Then came the mobile and cloud era, roughly 2007 onward. The iPhone launched in 2007 and, within a few years, put a connected computer in the pocket of a majority of adults in developed economies. Cloud computing, maturing around the same period, meant that startups could access enterprise-grade infrastructure without owning a single server. Overviews of this period in the academic literature note that always-connected customers and scalable cloud infrastructure together enabled digital-native business models that incumbents in nearly every sector struggled to match. The barriers to building a competitive digital product dropped dramatically, which meant the barriers to disrupting an established business dropped with them.
The current phase, sometimes labeled Industry 4.0, is characterized by the convergence of IoT sensors and AI-driven automation across manufacturing, logistics, and financial services.
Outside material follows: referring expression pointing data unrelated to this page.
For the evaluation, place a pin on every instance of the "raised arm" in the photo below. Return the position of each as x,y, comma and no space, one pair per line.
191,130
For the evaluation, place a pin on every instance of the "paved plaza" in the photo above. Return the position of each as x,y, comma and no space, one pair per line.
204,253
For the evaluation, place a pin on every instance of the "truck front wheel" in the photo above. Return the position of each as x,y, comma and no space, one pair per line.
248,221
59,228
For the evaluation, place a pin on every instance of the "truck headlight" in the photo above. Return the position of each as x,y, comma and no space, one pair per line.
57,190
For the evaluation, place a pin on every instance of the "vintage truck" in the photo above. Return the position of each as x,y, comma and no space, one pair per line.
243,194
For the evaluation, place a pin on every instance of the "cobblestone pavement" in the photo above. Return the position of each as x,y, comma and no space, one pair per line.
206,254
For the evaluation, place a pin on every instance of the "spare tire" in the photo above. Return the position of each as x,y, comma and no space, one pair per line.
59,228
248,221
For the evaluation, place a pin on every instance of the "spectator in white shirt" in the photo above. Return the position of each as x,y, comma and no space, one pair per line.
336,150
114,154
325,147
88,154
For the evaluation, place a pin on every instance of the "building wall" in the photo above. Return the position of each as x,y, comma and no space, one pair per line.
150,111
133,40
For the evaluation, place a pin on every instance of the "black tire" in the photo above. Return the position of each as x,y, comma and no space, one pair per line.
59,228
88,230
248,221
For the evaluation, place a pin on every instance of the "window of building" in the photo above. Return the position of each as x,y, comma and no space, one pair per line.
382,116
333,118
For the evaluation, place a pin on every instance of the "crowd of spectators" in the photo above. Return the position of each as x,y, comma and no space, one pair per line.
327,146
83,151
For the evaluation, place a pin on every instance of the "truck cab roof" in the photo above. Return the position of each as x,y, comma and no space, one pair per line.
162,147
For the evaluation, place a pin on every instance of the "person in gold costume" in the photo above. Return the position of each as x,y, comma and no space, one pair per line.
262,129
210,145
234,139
McKinsey's analysis of this period frames continuous digital change not as an option but as a structural feature of competitive markets. What's genuinely new about this phase isn't any single technology; it's the speed at which capabilities that were experimental five years ago become table stakes. Machine learning tools that required a dedicated data science team in 2018 are now available as API calls. That compression of the adoption curve is what makes the current moment feel more urgent than previous waves.
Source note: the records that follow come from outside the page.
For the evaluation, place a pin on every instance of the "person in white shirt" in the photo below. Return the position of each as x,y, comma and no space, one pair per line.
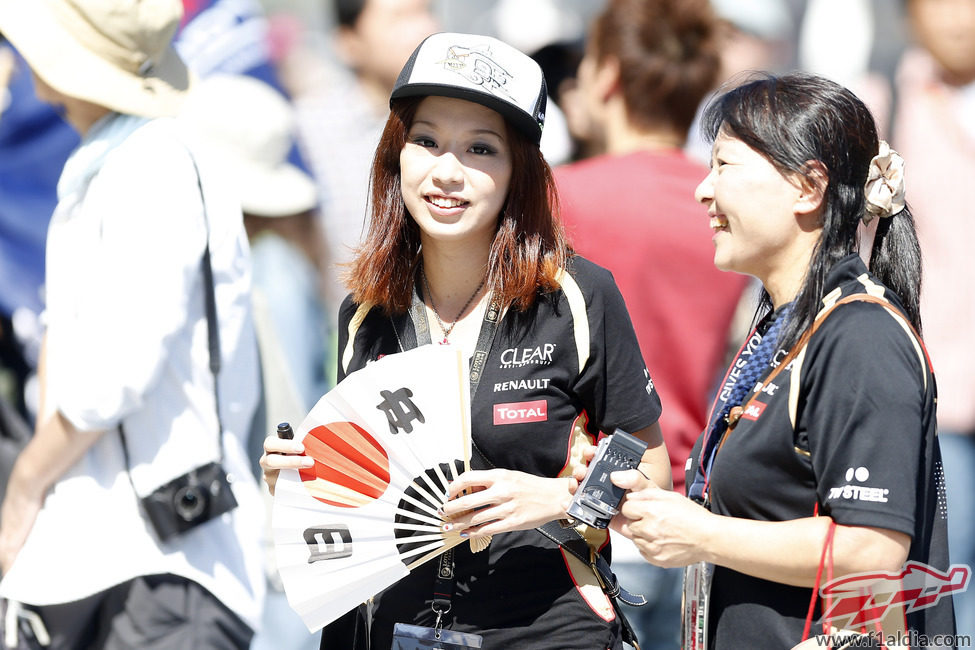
147,390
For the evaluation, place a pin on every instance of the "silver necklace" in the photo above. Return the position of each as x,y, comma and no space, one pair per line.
448,329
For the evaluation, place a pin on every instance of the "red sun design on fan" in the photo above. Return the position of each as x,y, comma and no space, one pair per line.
351,468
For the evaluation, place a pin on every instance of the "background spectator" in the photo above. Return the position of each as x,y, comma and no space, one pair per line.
646,68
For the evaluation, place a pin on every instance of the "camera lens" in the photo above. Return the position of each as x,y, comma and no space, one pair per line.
189,502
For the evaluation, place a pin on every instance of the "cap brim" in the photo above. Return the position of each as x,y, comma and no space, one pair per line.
56,56
517,117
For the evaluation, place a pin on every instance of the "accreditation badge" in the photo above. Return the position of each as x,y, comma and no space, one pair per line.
695,603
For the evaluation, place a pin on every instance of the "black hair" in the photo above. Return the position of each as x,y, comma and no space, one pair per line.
347,12
800,118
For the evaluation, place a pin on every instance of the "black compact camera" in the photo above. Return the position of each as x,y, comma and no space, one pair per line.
189,500
597,499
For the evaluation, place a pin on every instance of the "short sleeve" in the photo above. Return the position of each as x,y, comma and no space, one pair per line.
614,385
862,409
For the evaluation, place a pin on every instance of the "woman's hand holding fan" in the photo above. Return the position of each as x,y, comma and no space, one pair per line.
362,506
For small business owners, the relevant takeaway from this history is that every previous wave eventually reached them too. Mainframes were for corporations; then PCs arrived. E-commerce was for big retailers; then Shopify arrived. Cloud infrastructure was for tech companies; then AWS pricing made it accessible to a two-person operation. The current wave of AI-driven automation and data-centric business models is following the same pattern, moving from early adopters toward general availability faster than any previous cycle managed.
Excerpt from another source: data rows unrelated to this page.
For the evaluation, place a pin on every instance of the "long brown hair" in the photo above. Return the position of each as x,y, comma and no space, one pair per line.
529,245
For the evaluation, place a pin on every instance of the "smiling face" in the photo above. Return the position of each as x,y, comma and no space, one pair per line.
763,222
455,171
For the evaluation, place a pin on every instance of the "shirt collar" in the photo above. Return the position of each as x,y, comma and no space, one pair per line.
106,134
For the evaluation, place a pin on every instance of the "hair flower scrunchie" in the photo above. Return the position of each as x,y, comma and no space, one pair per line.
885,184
Why Businesses Can No Longer Sit This One Out
Here is a useful way to think about competitive pressure in a digital economy: digital technologies tend to lower the cost of entry into almost any market while simultaneously raising customer expectations across the board. That combination is brutal for incumbents who are comfortable with how things work. A new competitor doesn't need your distribution network or your decades of operational experience if they can build a better customer experience on a laptop and scale it with cloud infrastructure.
Research on digital transformation's competitive dynamics makes clear that platform companies and digital-native firms demonstrate something important: data-driven, software-centric business models can scale faster and capture disproportionate value compared to traditional asset-heavy ones. This isn't an abstract observation. It's the story of what happened to hotel chains when Airbnb arrived, to taxi fleets when ride-hailing platforms launched, and to every mid-size retailer that spent the 2010s watching Amazon's logistics network become something no individual business could realistically replicate. The asset that used to protect you became less protective precisely as digital alternatives matured.
Customer expectations are the other half of the pressure. McKinsey's analysis of digital transformation drivers points out that customers increasingly expect personalized, real-time experiences shaped by the standards set by leading digital platforms. The problem for a small business owner is that those standards were set by companies with engineering teams in the hundreds. Your customers have been trained by Amazon's one-click checkout, by Spotify's recommendation engine, by the fact that their bank's app works at 2am. They don't consciously lower their expectations when they visit your website or contact your support team. They just notice when the experience feels slower or clunkier, and they remember it.
"Organizations with advanced digital capabilities were generally better able to pivot during the COVID-19 pandemic. The ones that hadn't invested in digital infrastructure didn't get a grace period to catch up."
The COVID-19 pandemic made this concrete in a way that no amount of consulting research had managed to. McKinsey documented that organizations with mature digital capabilities were substantially better positioned to pivot when physical operations became impossible or severely restricted. Businesses that had invested in cloud infrastructure and digital customer relationships had options. Businesses that hadn't were largely stuck waiting for conditions to return to normal. Some of them are still waiting.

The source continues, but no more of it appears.